Grand Rapids Griffins: Changing hockey culture requires accountability

Tom Mitsos
2 years ago
GRAND RAPIDS, Mich. — Accountability was the word Grand Rapids Griffins coach Ben Simon and captain Brian Lashoff used when explaining how to change the culture in hockey, the mentality of winning is the only thing that matters that has plagued the sport and has been brought to the forefront in light of recent allegations.
Simon, a former assistant coach for the Rockford IceHogs, coached Kyle Beach, who last week revealed himself as “John Doe” in Jenner & Block’s independent review of the Chicago Blackhawks sexual assault allegations from 2010.
“I can’t even fathom or pretend to understand what he’s gone through,” Simon told Wings Nation. “And knowing him as an individual many years ago, he’s a good kid, and I feel terrible for him. Hopefully, this is a step in the right direction to continue his healing process.”
In the emotional interview with TSN, Beach described how he told the Blackhawks’ upper management about how then-video coach Brad Aldrich sexually assaulted him while he was a Black Ace called up to the Blackhawks during the 2010 Stanley Cup Playoffs and the team decided not to investigate, citing the team’s ongoing playoff run was more important.
Florida Panthers coach Joel Quenneville, who was the coach of the Blackhawks when Beach was with the team, resigned on Thursday night after meeting with NHL commissioner Gary Bettman to discuss the findings of the report.
One of the report’s biggest findings was a meeting that took place in May 2010 to discuss the allegations that included then-president of hockey operations and general manager Stan Bowman, then-senior vice president of hockey operations Al MacIsaac, then-President and CEO John McDonough, then-Senior Vice President Jay Blunk, then-assistant general manager Kevin Cheveldayoff, then-mental skills coach James Gary and Quenneville. After that meeting, the report stated no further action was taken, and Aldrich continued to keep his job, travel with the team and eventually celebrated winning the Stanley Cup.
Aldrich resigned from the Blackhawks in June 2010 when he was told he would have to face an investigation if he remained with the team, which was three weeks after Beach initially reported the incident. Five months later, Aldrich joined USA Hockey as a video coach for the U.S. Women’s National Program.
In 2012, Aldrich sexually assaulted two men while serving as Miami (Ohio) University’s director of hockey operations.
In May 2013, Aldrich was working as a volunteer coach for a high school hockey team in Houghton, Michigan, when he sexually assaulted one of the teenage players during a post-game party.
Because the Blackhawks opted not to investigate Aldrich after the first incident, Aldrich was able to commit his heinous crimes again and again and again.
It’s disturbing but not at all surprising that a hockey team would sweep these allegations under the rug and prioritize winning and protecting the team’s image over a human being who had his life ruined by a video coach and his NHL dreams crushed. And now 11 years later, Beach is still trying to heal from the events of that horrific night.
What’s even more infuriating is no one wants to admit they could have done more and instead passes the buck to the next person.
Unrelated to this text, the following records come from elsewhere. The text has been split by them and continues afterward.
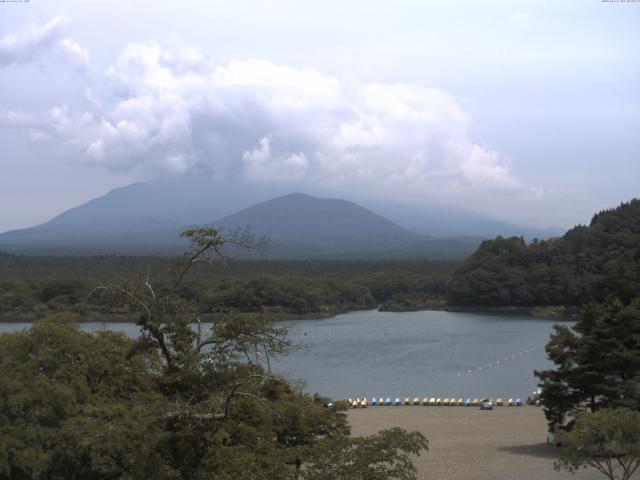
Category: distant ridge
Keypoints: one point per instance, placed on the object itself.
(146, 219)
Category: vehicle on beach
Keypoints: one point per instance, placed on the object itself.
(486, 404)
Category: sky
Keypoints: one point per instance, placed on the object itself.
(527, 111)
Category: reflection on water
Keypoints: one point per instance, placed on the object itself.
(428, 353)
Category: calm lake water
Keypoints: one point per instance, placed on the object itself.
(427, 353)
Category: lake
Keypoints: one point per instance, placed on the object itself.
(426, 353)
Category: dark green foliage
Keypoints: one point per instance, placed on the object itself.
(607, 440)
(179, 402)
(597, 362)
(31, 287)
(587, 264)
(75, 406)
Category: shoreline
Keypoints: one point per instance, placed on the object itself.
(555, 312)
(504, 443)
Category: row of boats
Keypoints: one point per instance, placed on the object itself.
(450, 402)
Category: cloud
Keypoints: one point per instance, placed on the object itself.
(36, 41)
(169, 110)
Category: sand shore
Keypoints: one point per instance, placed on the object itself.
(470, 444)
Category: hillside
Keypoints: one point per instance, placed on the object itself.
(585, 265)
(302, 226)
(146, 219)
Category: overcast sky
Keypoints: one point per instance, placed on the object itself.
(528, 111)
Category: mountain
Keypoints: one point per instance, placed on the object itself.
(587, 264)
(302, 226)
(446, 221)
(146, 218)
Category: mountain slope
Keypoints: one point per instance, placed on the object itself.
(302, 226)
(585, 265)
(146, 218)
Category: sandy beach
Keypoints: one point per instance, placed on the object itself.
(467, 443)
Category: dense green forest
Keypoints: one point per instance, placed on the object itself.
(587, 264)
(176, 403)
(31, 287)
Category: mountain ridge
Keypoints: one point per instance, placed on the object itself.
(147, 217)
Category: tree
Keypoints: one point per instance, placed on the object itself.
(607, 440)
(76, 406)
(597, 360)
(385, 456)
(182, 401)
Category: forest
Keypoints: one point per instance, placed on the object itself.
(32, 287)
(587, 264)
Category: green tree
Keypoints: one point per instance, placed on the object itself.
(607, 440)
(180, 402)
(597, 362)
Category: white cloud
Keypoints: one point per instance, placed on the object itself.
(166, 110)
(34, 42)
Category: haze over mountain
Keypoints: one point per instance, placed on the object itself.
(148, 217)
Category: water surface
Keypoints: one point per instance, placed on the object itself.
(440, 354)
Bowman said he did all he could have done by telling McDonough about the allegations. Quenneville claims he didn’t even know about the allegations when the investigation began this summer, which doesn’t line up with the report’s findings that he was in a meeting about said allegations.
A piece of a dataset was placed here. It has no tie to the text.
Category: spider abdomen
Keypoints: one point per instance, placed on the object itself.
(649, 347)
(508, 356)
Additionally, not one of these former executives has expressed regret for how the situation was handled. Everyone is doing everything in their power to cover their own tracks and exonerate themselves from any wrongdoing without any regard for Beach’s mental or emotional state.
And that’s the problem Simon and Lashoff eluded to Saturday after a 4-1 win against the Milwaukee Admirals.
“I think the hockey community is really tight, but I think to root out problems like that, systemic problems like that around, not even just hockey, I think people need to feel safe and to be able to tell their story, but also safe when they come into a hockey locker room,” Lashoff said. “It should never be a situation like that. It starts from the guys in the room and management and ownership and everyone needs to take accountability for a situation like that, and hopefully, that’s what’s going to happen.”
Lashoff called Beach brave for making his identity public.
“It’s obviously terrible, and I think I speak for the whole team: our hearts and thoughts go out to him — a very courageous thing that he did,” Lashoff said. “It’s a terrible situation that he had to go through. He’s got a lot of support around the hockey community, as he should. Hopefully, things get taken care of the right way.”
Simon said going forward doing the right thing will be the most important thing.
“You can’t turn a blind eye to things that happen,” he said. “Unfortunately, there are some people (with the Blackhawks) that chose not to take a stand for what was right. I can’t speak to what went on in conversations behind closed doors, all I know is there are certain situations where if you think something is wrong, you gotta say something, you gotta address it.”